Abortion rights are like gun rights: Judge
In temporarily blocking an Alabama law that restricted access to abortion, a federal judge said "the right to decide to have an abortion and the right to have and use firearms for self-defense" have a great deal in common.
Federal Judge Myron H. Thompson on Monday extended an earlier court order barring the state from enforcing a law, passed last year, that would have required doctors at abortion clinics in the state to have admission privileges at nearby hospitals.
The law "would have the striking result of closing three of Alabama's five abortion clinics," he said — in Birmingham, Mobile and Montgomery.

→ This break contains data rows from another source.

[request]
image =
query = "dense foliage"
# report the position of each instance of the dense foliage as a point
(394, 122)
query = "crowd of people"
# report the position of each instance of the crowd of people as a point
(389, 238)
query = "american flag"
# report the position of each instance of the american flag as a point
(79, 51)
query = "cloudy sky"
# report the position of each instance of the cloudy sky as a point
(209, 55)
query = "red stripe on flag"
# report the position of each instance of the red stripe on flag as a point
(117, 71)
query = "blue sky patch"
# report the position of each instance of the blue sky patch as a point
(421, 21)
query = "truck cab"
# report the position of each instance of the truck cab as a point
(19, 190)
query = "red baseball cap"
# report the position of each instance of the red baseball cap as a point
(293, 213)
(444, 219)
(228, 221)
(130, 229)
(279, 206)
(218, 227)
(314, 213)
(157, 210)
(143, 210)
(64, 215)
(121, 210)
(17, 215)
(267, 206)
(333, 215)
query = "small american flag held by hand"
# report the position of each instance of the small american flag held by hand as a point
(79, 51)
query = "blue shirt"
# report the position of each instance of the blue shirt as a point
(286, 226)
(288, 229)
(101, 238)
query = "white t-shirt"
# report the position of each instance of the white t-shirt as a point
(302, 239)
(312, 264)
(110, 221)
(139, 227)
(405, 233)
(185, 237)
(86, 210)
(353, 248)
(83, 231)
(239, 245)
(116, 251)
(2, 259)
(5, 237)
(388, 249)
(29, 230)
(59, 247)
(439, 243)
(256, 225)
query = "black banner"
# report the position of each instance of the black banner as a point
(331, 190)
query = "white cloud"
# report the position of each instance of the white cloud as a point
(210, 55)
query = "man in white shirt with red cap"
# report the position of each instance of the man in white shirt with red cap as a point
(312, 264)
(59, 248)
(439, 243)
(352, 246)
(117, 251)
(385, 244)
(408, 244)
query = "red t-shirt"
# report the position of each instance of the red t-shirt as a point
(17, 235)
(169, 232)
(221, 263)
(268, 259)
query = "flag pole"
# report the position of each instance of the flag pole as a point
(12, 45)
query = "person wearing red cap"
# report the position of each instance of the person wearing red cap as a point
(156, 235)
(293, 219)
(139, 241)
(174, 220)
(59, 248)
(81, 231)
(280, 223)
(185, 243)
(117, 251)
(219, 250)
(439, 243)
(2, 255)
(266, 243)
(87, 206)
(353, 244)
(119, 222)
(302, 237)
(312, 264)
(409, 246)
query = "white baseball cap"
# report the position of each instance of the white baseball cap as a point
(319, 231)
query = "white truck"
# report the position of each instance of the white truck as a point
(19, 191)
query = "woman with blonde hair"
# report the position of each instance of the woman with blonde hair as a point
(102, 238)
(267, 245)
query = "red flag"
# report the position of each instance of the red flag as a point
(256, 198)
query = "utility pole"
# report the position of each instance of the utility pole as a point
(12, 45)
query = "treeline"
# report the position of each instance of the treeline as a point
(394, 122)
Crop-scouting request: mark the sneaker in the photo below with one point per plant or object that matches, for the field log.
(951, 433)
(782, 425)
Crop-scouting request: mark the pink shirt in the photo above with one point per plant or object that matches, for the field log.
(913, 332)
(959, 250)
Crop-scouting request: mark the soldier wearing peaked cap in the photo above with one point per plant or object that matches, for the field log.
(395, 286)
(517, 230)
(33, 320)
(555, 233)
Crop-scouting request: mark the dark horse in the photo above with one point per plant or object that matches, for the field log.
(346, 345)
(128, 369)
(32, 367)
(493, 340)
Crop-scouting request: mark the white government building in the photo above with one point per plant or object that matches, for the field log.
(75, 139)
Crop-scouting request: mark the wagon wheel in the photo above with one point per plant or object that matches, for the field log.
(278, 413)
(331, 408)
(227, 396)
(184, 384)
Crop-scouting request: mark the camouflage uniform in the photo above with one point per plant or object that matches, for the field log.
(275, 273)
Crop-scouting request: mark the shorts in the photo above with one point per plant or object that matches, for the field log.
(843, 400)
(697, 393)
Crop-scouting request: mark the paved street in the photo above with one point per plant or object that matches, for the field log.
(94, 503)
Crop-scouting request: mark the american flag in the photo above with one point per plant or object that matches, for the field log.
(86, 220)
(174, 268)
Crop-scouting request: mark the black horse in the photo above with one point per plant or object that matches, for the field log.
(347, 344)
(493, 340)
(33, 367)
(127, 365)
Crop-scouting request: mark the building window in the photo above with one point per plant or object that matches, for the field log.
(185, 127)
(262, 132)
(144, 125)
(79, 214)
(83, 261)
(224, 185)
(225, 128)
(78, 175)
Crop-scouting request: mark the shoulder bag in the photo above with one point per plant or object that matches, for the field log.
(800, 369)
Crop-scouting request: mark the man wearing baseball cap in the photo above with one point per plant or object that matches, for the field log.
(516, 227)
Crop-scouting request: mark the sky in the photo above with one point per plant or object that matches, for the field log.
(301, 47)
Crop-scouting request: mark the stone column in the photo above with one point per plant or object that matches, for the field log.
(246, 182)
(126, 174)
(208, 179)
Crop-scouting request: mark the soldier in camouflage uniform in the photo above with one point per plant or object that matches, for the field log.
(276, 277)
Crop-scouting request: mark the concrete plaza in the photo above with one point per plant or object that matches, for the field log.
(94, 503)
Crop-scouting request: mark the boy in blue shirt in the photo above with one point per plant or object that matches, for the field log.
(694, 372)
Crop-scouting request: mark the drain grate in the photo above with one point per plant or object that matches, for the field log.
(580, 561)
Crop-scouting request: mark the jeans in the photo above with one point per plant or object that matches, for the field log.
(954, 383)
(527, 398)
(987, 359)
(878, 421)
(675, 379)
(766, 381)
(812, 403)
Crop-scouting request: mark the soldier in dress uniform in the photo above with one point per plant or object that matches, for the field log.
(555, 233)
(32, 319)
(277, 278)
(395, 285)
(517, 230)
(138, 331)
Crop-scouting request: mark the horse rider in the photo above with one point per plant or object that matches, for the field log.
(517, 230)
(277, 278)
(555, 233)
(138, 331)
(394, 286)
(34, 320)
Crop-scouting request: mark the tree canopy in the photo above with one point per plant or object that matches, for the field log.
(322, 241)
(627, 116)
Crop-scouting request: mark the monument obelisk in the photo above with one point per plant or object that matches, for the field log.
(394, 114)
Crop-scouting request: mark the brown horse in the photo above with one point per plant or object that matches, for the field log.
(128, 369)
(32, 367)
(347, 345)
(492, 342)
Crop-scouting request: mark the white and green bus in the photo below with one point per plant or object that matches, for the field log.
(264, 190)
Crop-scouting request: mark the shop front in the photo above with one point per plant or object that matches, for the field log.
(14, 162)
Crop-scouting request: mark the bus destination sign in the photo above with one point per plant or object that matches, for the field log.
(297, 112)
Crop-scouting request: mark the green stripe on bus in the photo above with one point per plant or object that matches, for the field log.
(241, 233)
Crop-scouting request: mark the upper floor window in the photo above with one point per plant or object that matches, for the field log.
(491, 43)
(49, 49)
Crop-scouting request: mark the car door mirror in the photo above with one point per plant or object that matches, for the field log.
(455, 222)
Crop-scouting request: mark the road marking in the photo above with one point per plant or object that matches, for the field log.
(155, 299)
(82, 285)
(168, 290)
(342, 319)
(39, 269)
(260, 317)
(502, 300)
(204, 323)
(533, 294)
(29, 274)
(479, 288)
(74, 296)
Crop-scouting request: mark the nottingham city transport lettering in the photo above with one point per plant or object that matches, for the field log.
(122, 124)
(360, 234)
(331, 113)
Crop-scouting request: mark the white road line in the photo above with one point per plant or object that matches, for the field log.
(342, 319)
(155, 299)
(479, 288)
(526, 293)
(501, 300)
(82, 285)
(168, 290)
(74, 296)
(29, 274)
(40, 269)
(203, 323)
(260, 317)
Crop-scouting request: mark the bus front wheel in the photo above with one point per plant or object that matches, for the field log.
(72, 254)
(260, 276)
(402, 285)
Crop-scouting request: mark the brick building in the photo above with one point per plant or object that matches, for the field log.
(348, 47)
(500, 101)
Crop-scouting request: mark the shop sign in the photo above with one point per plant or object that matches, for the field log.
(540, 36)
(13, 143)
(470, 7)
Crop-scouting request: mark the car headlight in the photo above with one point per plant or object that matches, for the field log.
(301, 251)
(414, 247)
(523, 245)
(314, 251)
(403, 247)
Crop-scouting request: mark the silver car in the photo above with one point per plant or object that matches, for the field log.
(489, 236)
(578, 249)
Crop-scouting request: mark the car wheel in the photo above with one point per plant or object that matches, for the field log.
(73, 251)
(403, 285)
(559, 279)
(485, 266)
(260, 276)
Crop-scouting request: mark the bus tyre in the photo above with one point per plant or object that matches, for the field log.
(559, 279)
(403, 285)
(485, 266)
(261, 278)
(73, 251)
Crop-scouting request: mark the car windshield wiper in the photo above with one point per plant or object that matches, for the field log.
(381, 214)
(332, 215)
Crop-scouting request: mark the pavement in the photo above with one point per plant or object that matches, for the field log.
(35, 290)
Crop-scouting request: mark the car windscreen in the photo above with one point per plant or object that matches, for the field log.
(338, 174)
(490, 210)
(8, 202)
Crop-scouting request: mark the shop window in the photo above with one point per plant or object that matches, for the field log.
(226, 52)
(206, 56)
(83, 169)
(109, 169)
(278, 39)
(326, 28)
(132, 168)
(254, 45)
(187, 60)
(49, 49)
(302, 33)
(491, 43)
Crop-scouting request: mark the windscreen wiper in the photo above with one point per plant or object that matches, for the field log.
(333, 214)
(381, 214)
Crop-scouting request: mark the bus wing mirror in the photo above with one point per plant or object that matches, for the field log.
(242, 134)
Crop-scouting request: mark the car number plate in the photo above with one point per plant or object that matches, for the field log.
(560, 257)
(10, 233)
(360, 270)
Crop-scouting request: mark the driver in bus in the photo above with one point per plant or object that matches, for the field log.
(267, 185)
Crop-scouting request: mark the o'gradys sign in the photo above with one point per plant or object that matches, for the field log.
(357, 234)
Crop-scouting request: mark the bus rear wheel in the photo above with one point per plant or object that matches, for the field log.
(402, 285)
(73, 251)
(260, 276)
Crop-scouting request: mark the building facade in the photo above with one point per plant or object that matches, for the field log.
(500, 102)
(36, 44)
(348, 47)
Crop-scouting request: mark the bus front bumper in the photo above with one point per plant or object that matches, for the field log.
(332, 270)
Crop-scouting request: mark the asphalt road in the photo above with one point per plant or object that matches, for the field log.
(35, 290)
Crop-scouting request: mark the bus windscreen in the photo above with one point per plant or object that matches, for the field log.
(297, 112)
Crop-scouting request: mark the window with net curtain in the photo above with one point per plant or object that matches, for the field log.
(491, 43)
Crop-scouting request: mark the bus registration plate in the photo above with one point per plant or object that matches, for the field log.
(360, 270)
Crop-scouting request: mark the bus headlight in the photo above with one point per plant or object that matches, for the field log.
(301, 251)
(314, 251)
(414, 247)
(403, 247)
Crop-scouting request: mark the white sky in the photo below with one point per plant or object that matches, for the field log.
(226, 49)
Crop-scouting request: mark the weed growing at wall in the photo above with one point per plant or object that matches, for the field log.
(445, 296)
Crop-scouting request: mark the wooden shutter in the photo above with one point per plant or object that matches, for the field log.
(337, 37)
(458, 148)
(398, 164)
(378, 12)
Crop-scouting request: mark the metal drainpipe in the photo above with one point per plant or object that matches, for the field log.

Referring to U.S. Supreme Court rulings that barred states from imposing an "undue burden" on a woman's right to abortion, Judge Thompson said, "If this requirement would not, in the face of all the evidence in the record, constitute an impermissible undue burden, then almost no regulation, short of those imposing an outright prohibition on abortion, would."
Luther Strange, Alabama's attorney general, said the state would fight the ruling. “I respectfully disagree with the court’s opinion and intend to appeal when the court ultimately enters a final judgment.”
Judge Thompson's 172-page opinion at one point compares the rights of abortion and gun ownership."Neither right can be fully exercised without the assistance of someone else," namely medical professionals and gun dealers. And for both rights, he said the Supreme Court has permitted some regulation as long as it does not "tread too heavily on the right."
And both are controversial. "There are many who believe, as a matter of law, that the Supreme Court's reasoning in articulating the right was incorrect and who also believe, as a matter of strong moral or ethical convictions, that the activity deserves no constitutional protection."
Courts in Kansas, Mississippi and Wisconsin have blocked similar laws requiring hospital privileges.
But federal courts in Texas upheld that state's version of the law. The entire Fifth Circuit Court of Appeals is taking up the case this week.
Admission privilege laws are also in effect in Missouri, North Dakota, Tennessee and Utah.